Zdarzały się jednak miłe niespodzianki. Nie tylko pojedyncze świetne mecze z silnymi
rywalami, ale całe zwycięskie serie, jak triumfy Widzewa Łódź, który w latach
osiemdziesiątych ogrywał w Pucharze Europy Manchester City, Manchester United i Liver-
pool. W osiemdziesiątym trzecim łodzianie przegrali dopiero w półfinale z Juventusem
Turyn. Ale polska piłka coraz rzadziej dorastała do poziomu trzeciej drużyny świata, na
jaki wspięła się reprezentacja i na jakim znajdowała się przez kilkanaście lat, od początku
lat siedemdziesiątych do połowy osiemdziesiątych. Sukcesy Widzewa zamykały złoty wiek
polskiej piłki.
Jego zapowiedzią były natomiast największe sukcesy polskich drużyn klubowych. W roku
siedemdziesiątym Górnik Zabrze zagrał w finale Pucharu Zdobywców Pucharów, a Legia
doszła do półfinału Pucharu Europy Mistrzów Klubowych.
Półfinałowy mecz Legii z rotterdamskim Feyenoordem obrósł legendą nie z powodów
sportowych, lecz politycznych i obyczajowych. W pierwszym meczu, w Warszawie, padł
bezbramkowy remis. Do Rotterdamu legioniści jechali pewni siebie po wygraną dającą
awans do finału. Przegrali 2:0, ale nie wynik był ważny. Mówiło się, że drużyna zagrała
słabo, a zawodnicy wydawali się rozkojarzeni, ponieważ nad Żmijewskim i Grotyńskim
zawisło widmo aresztu za próbę przemytu.
Jeszcze na lotnisku w Warszawie, po odprawie paszportowej, zawiadomieni przez
Służbę Bezpieczeństwa celnicy zaprowadzili dwóch piłkarzy na kontrolę osobistą
i znaleźli trefną gotówkę. Trzy tysiące amerykańskich dolarów. Na tamte czasy prawdziwa
fortuna. Waluty nie wolno było wywozić z kraju bez pozwolenia, a nawet wpłacając na
bankowe konto, należało udowodnić, że została zarobiona zgodnie z obowiązującym,
komunistycznym prawem. Cinkciarze, którzy sprzedali pieniądze piłkarzom, natychmiast
donieśli o tym odpowiednim służbom. Po długim zamieszaniu podlegająca Ministerstwu
Spraw Wewnętrznych służba graniczna wypuściła całą drużynę i zawodnicy polecieli do
Holandii na mecz z Feyenoordem. Na boisku nie myśleli jednak o meczu, ale o możliwych
konsekwencjach walutowej kontrabandy. I o tajniakach, którzy pojechali z piłkarzami do
Holandii pilnować, żeby żadnemu ze sportowców nie przyszła do głowy ucieczka na zgniły
Zachód. Po meczu piłkarze wrócili do Warszawy w komplecie. W autobusie brakowało za
to kilku tajniaków. To oni wybrali wolność.
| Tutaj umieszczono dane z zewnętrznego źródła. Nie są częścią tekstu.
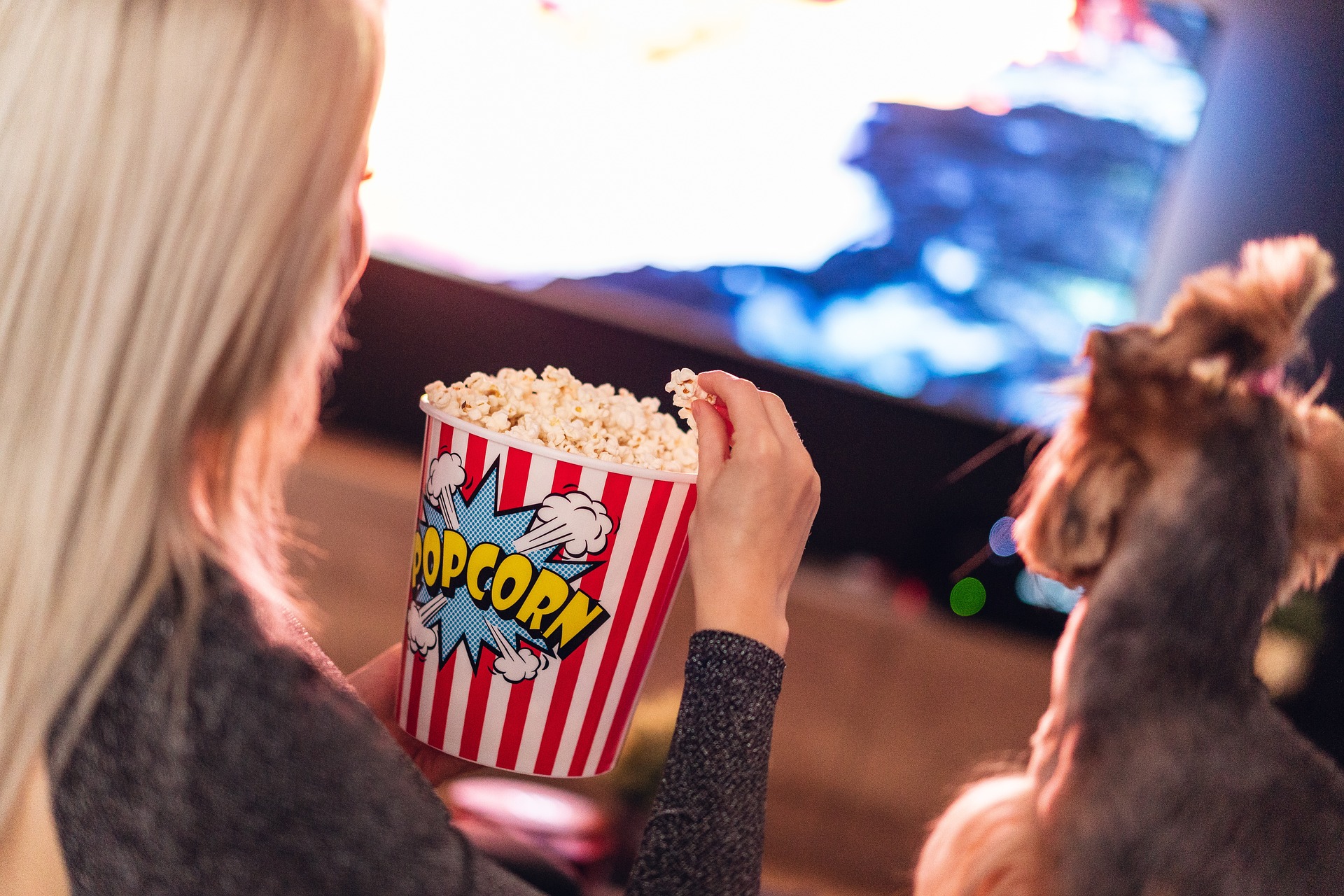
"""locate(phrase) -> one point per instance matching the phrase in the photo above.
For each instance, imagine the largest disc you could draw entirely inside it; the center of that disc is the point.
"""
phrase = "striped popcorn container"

Opowieści o tamtej Legii słuchało się jak ballady o królach życia i ich wspaniałej
drużynie. Poza piłkarzami sprowadzonymi do wojskowych w charakterze poborowych,
występowali w niej także gracze związani z miastem, często pochodzący z okolic
Warszawy. Żmijewski przyjechał z Otwocka, Grotyński z Radości, Trzaskowski
i Niedziółka z Karczewa. Wiesław Korzeniowski, rodowity warszawiak, urodził się
i mieszkał na Powiślu. Stanisław Fołtyn ocalał z powstania warszawskiego. Władysław
Stachurski także był warszawiakiem; jego ojciec został rozstrzelany przez Niemców
w dwunastym dniu powstania na ulicy Nowogrodzkiej.
Inni pościągali z całego kraju do stolicy, jeszcze odbudowywanej i pełnej gruzów po
zburzonych, przedwojennych kamienicach. W Warszawie szukali szansy na ułożenie sobie
życia w nowej Polsce, mającej teraz oficjalnie w nazwie określenie Ludowa. Trzymali się
razem, także po treningach, wydawali się wzorem drużyny, choć w życiu prywatnym często
się od siebie różnili. W tamtej Legii z przełomu lat sześćdziesiątych i siedemdziesiątych
indywidualistów o wybujałych osobowościach udało się poskładać w zgodny i sprawnie
działający zespół.
Szczepłek: – Polonię się szanowało, ale kiedy człowiek miał do wyboru obejrzeć
Feyenoord na Legii albo Śniardwy Orzysz na Konwiktorskiej, to decyzja była oczywista.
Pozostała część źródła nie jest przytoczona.